Third, the abolitionist approach regards veganism as the moral baseline and maintains that we cannot draw a morally coherent distinction between flesh and other animal products, such as dairy or eggs, or between animal foods and the use of animals for clothing or other products. If animals matter morally at all, we cannot justify eating, wearing, or using them. If individuals regard themselves as abolitionists, they cannot consume any animal products anymore than an abolitionist with respect to human chattel slavery could own slaves. The abolitionist approach sees veganism as the only rational response to the idea that animals have moral value. That is, if animals have moral value and are not things that exist exclusively as resources for humans, as means to human ends, then we cannot justify eating, wearing, or using them.

The abolitionist approach sees the problem of animal exploitation primarily as one of demand and not supply. That is, the problem is not that there are institutional exploiters who will provide animal products to the public; the primary problem is that the public demands those products. The welfarist sees the solution primarily (and some welfarists see it exclusively) as making the supply more “humanely” produced by improving the regulation of animal treatment. The abolitionist sees the solution primarily as reducing demand by getting people to accept that animal exploitation cannot be morally justified and by consequently embracing veganism.

As a matter of advocacy, an abolitionist should engage in creative, nonviolent vegan advocacy that can take as many forms as the imagination can conceive. Distributing samples of vegan food while tabling at a local market day, distributing educational materials, teaching in primary and secondary schools, colleges, universities, and other places, organizing peaceful demonstrations, and educating one’s family, friends, and neighbors about the issues of animal exploitation and veganism are all things that help to establish veganism as the default position of those who care morally about animals.


Fourth, an important part of the abolitionist approach is that it links the moral status of nonhumans with sentience alone and not with any other cognitive characteristic. Sentience is subjective awareness; there is someone who perceives and experiences the world. A sentient being has interests; that is, preferences, wants, or desires. If a being is sentient, then that is necessary and sufficient for the being to have the right not to be used as a means to human ends, which, correlatively, imposes on humans the moral obligation not to use that being as a resource. It is not a matter of “humanely” using that animal. Although less suffering is better than more suffering, no use can be morally justified.
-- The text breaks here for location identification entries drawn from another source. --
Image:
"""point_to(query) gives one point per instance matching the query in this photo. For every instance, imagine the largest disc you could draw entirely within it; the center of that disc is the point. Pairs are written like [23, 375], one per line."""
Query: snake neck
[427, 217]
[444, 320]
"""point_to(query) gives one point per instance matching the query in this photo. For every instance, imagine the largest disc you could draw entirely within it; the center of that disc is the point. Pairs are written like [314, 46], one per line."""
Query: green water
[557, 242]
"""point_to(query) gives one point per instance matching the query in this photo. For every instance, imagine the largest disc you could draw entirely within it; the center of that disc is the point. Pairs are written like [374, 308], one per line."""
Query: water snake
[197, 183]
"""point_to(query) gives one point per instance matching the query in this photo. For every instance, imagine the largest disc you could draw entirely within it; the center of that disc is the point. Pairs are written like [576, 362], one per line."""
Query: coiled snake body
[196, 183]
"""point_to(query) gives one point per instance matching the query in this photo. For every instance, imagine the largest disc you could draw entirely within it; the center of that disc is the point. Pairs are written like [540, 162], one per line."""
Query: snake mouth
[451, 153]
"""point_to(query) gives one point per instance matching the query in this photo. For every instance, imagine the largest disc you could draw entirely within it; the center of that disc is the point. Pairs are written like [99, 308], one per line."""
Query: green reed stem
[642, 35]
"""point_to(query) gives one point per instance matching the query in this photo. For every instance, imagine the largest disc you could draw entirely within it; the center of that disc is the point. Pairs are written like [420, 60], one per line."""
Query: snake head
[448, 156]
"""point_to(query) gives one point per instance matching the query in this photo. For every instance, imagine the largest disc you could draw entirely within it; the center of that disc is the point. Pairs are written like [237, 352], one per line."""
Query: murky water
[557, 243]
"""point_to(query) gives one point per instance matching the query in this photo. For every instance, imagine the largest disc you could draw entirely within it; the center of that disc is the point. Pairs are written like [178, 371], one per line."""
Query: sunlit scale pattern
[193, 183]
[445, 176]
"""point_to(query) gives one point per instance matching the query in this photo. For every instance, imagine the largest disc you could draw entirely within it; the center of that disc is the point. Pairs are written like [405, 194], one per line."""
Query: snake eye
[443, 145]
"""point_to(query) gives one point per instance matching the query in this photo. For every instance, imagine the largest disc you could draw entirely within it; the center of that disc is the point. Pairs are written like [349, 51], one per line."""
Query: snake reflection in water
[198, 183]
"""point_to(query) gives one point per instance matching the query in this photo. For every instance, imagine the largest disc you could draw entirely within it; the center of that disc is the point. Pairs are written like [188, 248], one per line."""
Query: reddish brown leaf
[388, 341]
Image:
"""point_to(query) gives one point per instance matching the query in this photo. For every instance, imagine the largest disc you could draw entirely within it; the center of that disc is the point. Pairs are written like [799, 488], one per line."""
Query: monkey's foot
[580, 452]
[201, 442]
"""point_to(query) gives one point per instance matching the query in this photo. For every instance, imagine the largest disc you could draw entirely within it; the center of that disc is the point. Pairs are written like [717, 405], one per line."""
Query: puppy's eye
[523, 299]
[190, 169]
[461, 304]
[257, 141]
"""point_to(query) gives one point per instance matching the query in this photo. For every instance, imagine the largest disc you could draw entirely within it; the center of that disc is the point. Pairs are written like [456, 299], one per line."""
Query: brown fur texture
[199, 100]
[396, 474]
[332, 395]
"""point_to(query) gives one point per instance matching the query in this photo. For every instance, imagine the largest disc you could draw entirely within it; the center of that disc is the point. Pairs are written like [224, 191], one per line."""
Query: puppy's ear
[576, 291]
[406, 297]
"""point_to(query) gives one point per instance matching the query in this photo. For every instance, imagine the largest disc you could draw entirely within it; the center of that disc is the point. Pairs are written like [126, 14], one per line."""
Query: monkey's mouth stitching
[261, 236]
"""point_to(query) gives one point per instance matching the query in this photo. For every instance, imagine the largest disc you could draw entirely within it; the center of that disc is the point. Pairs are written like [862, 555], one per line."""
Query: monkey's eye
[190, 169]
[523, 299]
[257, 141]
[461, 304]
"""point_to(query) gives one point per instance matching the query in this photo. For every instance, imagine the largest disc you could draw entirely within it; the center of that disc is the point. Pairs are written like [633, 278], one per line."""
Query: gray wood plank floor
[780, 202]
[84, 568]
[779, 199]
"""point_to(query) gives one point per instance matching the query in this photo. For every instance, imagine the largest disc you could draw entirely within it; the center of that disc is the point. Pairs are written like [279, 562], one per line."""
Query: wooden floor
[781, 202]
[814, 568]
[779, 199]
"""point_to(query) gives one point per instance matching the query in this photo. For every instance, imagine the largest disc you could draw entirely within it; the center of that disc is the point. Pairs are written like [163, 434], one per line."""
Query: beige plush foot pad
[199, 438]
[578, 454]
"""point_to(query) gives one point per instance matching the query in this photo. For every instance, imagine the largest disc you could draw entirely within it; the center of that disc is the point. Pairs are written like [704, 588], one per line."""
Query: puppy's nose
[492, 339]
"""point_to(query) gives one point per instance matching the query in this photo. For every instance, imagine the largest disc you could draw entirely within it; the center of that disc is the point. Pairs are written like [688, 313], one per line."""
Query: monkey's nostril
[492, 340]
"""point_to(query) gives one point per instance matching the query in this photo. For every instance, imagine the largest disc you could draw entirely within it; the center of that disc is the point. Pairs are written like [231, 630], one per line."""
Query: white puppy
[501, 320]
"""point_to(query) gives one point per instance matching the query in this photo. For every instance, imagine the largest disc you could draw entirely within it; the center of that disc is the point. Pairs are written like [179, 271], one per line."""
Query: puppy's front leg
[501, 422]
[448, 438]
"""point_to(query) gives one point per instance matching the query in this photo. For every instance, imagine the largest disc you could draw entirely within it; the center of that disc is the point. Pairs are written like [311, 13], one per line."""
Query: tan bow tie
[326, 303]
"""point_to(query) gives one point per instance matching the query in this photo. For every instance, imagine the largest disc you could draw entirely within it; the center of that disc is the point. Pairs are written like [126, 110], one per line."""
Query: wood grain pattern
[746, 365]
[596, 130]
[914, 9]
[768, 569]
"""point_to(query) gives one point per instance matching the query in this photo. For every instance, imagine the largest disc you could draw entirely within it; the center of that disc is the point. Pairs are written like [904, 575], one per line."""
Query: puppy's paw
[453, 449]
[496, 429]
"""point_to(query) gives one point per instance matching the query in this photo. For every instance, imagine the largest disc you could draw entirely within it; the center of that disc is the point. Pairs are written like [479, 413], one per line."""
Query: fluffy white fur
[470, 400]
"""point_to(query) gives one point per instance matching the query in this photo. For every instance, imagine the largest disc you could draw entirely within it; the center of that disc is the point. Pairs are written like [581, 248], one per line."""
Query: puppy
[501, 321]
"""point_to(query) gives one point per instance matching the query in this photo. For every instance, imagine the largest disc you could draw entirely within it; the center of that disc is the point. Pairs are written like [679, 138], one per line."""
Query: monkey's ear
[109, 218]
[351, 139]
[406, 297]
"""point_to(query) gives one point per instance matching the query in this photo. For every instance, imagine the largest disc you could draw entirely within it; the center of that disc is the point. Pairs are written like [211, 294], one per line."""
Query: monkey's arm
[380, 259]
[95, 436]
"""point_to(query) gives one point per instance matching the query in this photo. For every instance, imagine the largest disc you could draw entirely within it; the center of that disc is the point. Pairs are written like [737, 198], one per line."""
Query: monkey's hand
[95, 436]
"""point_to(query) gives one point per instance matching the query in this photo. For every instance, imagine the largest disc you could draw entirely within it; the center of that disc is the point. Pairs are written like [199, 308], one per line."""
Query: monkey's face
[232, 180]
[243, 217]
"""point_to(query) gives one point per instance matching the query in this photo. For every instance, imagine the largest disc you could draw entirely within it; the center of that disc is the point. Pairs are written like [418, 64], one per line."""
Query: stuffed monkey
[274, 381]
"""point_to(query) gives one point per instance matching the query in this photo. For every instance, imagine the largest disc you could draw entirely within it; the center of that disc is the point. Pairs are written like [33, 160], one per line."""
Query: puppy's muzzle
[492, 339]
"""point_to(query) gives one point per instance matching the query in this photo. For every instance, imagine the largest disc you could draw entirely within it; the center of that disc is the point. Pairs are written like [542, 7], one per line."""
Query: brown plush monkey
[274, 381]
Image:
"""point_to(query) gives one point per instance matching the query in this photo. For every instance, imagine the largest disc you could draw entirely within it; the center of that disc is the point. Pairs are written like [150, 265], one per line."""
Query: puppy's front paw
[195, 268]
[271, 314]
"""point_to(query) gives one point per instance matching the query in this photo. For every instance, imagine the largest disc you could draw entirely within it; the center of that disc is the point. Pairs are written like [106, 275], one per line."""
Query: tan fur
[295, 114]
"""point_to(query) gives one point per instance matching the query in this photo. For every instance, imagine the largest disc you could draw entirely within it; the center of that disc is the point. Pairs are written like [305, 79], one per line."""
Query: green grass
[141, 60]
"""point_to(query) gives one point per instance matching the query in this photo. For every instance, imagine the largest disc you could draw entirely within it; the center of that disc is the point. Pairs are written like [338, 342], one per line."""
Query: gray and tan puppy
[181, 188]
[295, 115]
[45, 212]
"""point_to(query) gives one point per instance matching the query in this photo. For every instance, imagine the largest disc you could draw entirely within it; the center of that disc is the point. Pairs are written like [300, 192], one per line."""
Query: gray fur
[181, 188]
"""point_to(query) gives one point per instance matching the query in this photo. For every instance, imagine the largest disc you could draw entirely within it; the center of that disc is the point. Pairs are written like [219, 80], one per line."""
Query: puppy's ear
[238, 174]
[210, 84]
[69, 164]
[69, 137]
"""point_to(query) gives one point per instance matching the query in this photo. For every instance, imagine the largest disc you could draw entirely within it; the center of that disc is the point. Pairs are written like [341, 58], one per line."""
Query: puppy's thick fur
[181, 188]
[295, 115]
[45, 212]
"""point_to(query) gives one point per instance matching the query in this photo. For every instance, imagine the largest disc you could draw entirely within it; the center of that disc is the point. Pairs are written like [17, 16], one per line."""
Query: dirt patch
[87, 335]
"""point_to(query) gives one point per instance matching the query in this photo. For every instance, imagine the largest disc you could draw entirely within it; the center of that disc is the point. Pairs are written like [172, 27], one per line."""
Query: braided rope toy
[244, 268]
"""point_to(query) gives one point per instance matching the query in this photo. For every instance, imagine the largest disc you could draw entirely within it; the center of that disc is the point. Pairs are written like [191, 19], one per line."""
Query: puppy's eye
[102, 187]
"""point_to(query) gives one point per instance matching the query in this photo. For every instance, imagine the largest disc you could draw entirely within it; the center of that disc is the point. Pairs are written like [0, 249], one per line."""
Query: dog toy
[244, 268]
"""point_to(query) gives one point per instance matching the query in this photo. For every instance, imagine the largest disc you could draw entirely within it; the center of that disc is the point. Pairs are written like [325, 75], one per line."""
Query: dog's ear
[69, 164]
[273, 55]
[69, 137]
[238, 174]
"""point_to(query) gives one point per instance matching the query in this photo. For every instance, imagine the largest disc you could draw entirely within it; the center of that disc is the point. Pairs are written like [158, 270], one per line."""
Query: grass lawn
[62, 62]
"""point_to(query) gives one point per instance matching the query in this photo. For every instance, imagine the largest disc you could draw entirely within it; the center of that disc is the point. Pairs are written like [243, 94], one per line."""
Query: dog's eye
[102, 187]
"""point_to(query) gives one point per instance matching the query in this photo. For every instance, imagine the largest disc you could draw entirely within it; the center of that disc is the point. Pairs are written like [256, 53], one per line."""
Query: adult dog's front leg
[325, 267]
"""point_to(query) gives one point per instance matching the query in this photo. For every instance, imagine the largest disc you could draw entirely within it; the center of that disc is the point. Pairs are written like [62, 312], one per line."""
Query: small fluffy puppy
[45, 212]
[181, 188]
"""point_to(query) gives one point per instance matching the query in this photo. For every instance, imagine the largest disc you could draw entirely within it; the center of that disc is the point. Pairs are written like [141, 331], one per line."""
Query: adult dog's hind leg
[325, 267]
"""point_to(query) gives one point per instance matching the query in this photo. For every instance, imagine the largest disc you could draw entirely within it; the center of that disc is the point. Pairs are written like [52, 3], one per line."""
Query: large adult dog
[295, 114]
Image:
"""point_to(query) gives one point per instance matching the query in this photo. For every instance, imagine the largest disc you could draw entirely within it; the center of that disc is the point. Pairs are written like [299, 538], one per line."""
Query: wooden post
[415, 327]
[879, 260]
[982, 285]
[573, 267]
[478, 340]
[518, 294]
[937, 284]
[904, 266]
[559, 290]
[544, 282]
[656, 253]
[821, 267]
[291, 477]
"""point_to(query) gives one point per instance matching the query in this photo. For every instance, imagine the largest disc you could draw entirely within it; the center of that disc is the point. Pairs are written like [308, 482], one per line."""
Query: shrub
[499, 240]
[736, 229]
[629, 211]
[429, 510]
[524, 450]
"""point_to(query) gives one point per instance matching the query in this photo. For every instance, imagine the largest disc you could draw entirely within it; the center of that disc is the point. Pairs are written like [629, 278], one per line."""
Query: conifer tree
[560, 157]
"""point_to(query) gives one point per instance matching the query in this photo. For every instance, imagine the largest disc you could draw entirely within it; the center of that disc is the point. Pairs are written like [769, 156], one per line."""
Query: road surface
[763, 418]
Although Singer focuses on sentience as necessary and sufficient for moral consideration, he does not think that sentience alone is sufficient to support a presumption against use as a replaceable resource, which benefits all “normal” humans. That is, because humans are self-aware and forward looking, it is a tragedy when they are killed and Singer’s presumption acts in a similar way to a “right to life.” As mentioned above, although Singer thinks that nonhuman great apes, dolphins, and elephants are similar to humans in this regard in terms of having a humanlike awareness of self, there is doubt as to other animals and this leads Singer to reject the notion that veganism is any sort of moral baseline. Singer describes himself as a “flexitarian,” he characterizes being a “conscientious omnivore” as a “defensible ethical position” and describes being a consistent vegan as “fanatical.”

The abolitionist approach rejects this position and maintains that any being who is sentient is self-aware for the purpose of saying that such a being has an interest in continued existence and that humans have an obligation not to treat such a being exclusively as a resource, irrespective of the degree of “humane” treatment. No other cognitive characteristic beyond sentience is necessary and Singer’s position that only those with humanlike self-awareness have a morally significant interest in continued existence is itself speciesist.


Fifth, the abolitionist approach to animal rights rejects speciesism because, like racism, sexism, heterosexism, and classism, it uses a morally irrelevant criterion (species) to discount and devalue the interests of sentient beings. But any opposition to speciesism makes sense only as part of a general opposition to all forms of discrimination. That is, we cannot oppose speciesism but claim that, as animal advocates, we do not have a position on these other forms of discrimination. We cannot say that we reject species as a morally objectionable criterion to discount or devalue the interests of nonhumans but we do not have a position on whether race, sex, or sexual orientation/preference are morally objectionable criteria when used to discount or devalue human interests. Our opposition to speciesism requires that we oppose all discrimination.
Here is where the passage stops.